Creativity and Tools of Conviviality
for Transforming
Toxic Eco-systems and Social Relations

Inspired by our ancestors such as Supreme Court Justice Thurgood Marshall, the Social Innovation Lab – conceptualized at Howard University’s Department of Sociology and Criminology before the pandemic – became a launching pad for an intergenerational, interracial, and transcultural moonshot initiative that bridges local to national to global.

We support communities that are working on equitable, democratic re-assemblage (actor network theory) by using tools of conviviality (Ivan Illich) and integrative thinking to resolve complex challenges of social and racial justice, historical trauma, and sustainable urbanism.

With a focus on the social determinants of mental health, we seek to address the inter-connected issues of

  • discrimination

  • housing crisis

  • food security

  • mass incarceration

  • exclusion

  • the debilitating impact of cognitive biases.

Our Lab is dedicated to deploying the power of creativity and conviviality to transform toxic eco-systems and social relations. We engage in experiential, self-directed, and lifelong learning in partnership with other institutions including colleagues at Stanford University. Building a network of networks involves inter-sectoral collaboration as recommended by the Robert Wood Johnson Foundation to improve the culture of health.

The Lab opens its space to collaborate and cross-pollinate among visionary scientists, sociologists, neuroscientists, anthropologists, psychiatrists, psychologists, historians, lawyers, journalists, economists, engineers, musicians, dancers, actors, filmmakers, artists, activists, chefs, architects, philosophers, political theorists, diplomats, and business, union, civic and faith leaders.
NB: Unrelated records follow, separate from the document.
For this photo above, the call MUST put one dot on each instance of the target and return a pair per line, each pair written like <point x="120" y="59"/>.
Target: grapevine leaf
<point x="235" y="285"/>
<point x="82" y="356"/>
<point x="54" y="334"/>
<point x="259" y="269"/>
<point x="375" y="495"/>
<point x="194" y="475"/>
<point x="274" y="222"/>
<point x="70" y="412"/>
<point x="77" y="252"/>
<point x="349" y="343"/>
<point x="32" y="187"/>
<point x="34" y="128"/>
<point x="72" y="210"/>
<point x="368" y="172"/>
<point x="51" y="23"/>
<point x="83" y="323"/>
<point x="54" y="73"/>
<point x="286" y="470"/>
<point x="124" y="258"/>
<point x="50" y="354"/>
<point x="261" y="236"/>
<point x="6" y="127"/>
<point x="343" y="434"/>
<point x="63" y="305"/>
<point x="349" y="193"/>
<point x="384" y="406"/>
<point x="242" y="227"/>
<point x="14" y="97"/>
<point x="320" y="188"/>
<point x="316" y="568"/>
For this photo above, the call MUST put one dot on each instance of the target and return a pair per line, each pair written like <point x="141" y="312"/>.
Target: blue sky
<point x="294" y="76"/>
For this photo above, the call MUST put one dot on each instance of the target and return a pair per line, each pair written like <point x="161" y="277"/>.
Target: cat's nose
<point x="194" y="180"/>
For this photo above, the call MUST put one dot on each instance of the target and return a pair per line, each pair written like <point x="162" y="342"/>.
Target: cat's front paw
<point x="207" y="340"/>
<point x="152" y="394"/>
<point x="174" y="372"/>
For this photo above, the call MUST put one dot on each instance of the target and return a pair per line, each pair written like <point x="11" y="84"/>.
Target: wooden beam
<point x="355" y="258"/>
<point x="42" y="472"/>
The initiative aims at influencing public policy and, ultimately, changing social norms by connecting macro, meso and micro through employing an experimental and iterative process.

In The Conference of the Birds – a Persian poem by Sufi poet, Attar of Nishapur – the birds of the world gather to decide who is to be their sovereign, as they have none. The hoopoe, the wisest of them all, suggests that they should find the legendary Simorgh. The hoopoe leads the birds, each of whom represents a human fault which prevents humankind from attaining enlightenment. The hoopoe tells the birds that they have to cross seven valleys in order to reach the abode of Simorgh, the mythical bird.